The three hospital groups are also making inroads in the day clinic sector. These institutions offer same-day surgical procedures, such as tonsillectomies, wisdom tooth removal and scopes, at far better price points than traditional hospitals.
It’s a shift that befits medical aid schemes. “Private hospitals are pushed by the funders to opt for day clinic services due to the lower fees at these establishments,” Hartard says. “Globally there is a trend to larger utilisation of outpatient [day clinic] services.
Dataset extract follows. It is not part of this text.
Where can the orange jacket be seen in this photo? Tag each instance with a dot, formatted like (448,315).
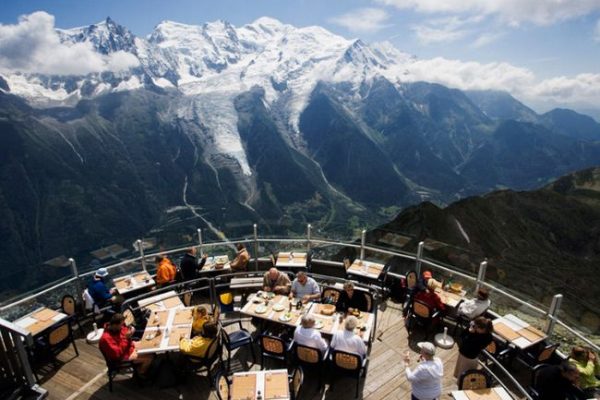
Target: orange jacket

These procedures are now possible due to advancements in medical technology.”
The shift to complementary services, however, has come at a cost for private hospitals: subdued growth in the number of patients in hospital beds.
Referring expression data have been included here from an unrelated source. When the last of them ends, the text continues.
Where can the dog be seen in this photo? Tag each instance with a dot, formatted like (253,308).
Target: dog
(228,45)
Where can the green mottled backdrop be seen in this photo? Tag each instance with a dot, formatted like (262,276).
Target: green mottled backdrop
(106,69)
“Organic growth, by increasing the number of beds, has been muted in recent years and most of the bed capacity has come from the unlisted players,” says Matrix Fund Managers’ Ndebele.
Despite the headwinds, the outlook for Netcare and Life Healthcare — and for soon to be delisted Mediclinic — seems rosier than a few months ago.
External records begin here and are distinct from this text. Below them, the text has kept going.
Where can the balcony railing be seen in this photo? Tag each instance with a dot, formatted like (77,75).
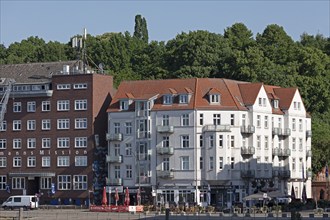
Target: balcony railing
(248,174)
(217,128)
(284,174)
(165,129)
(284,152)
(165,150)
(114,181)
(114,137)
(248,150)
(114,159)
(250,129)
(165,174)
(309,133)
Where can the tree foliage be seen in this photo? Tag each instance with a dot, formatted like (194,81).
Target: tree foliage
(271,57)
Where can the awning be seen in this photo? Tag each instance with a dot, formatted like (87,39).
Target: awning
(31,174)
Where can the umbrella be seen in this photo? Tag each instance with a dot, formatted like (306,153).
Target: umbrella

“We will see a recovery in elective procedures,” says Hartard, referring to the many patients who have waited for the worst of the Covid pandemic to pass before venturing into hospitals again. “This will support occupancy rates and help operational leverage among the hospital groups.”
She admits, however, that the recovery in demand for elective procedures (such as knee or hip replacements) has taken a year longer than the market expected.
For Mrwetyana, private hospital groups’ revenue could also be boosted by the contribution of complementary services. And, she says, “innovation to attract [the] uninsured into the private hospital value chain could provide growth opportunities”.
The shadow of NHI, however, continues to loom large.
In some ways, it is uncertainty wrought by the government’s proposal that’s informing the move to complementary health-care offerings, says Mrwetyana.
With centralised provision of health care, medical aids are set to play a much smaller role in the sector. According to the NHI bill, they will “be restricted to providing complementary cover for health-care service benefits that are not purchased by the fund on behalf of users”. Hence the turn to bulking up their complementary offerings now.
“Companies are attempting to evolve their strategies to align with the ideals of the NHI”, says Mrwetyana. “An example of this is Life Healthcare’s focus on investing in complementary services.”
It makes for a mixed prognosis for the listed health-care players.
Says Ndebele: “The uncertainty about NHI remains an overhang on the stocks, as it’s not clear from the NHI Bill what the role of private medical schemes will be, what the impact on private hospitals will be and, most importantly, whether there are both the human and financial resources required to implement it.”
Hartard also acknowledges the overhang. While the idea of affordable universal health insurance isn’t unique to South Africa, it comes with risks, she says. “South Africa cannot afford the proposed NHI.” And, she adds, the country simply “doesn’t have enough skilled staff to implement it”.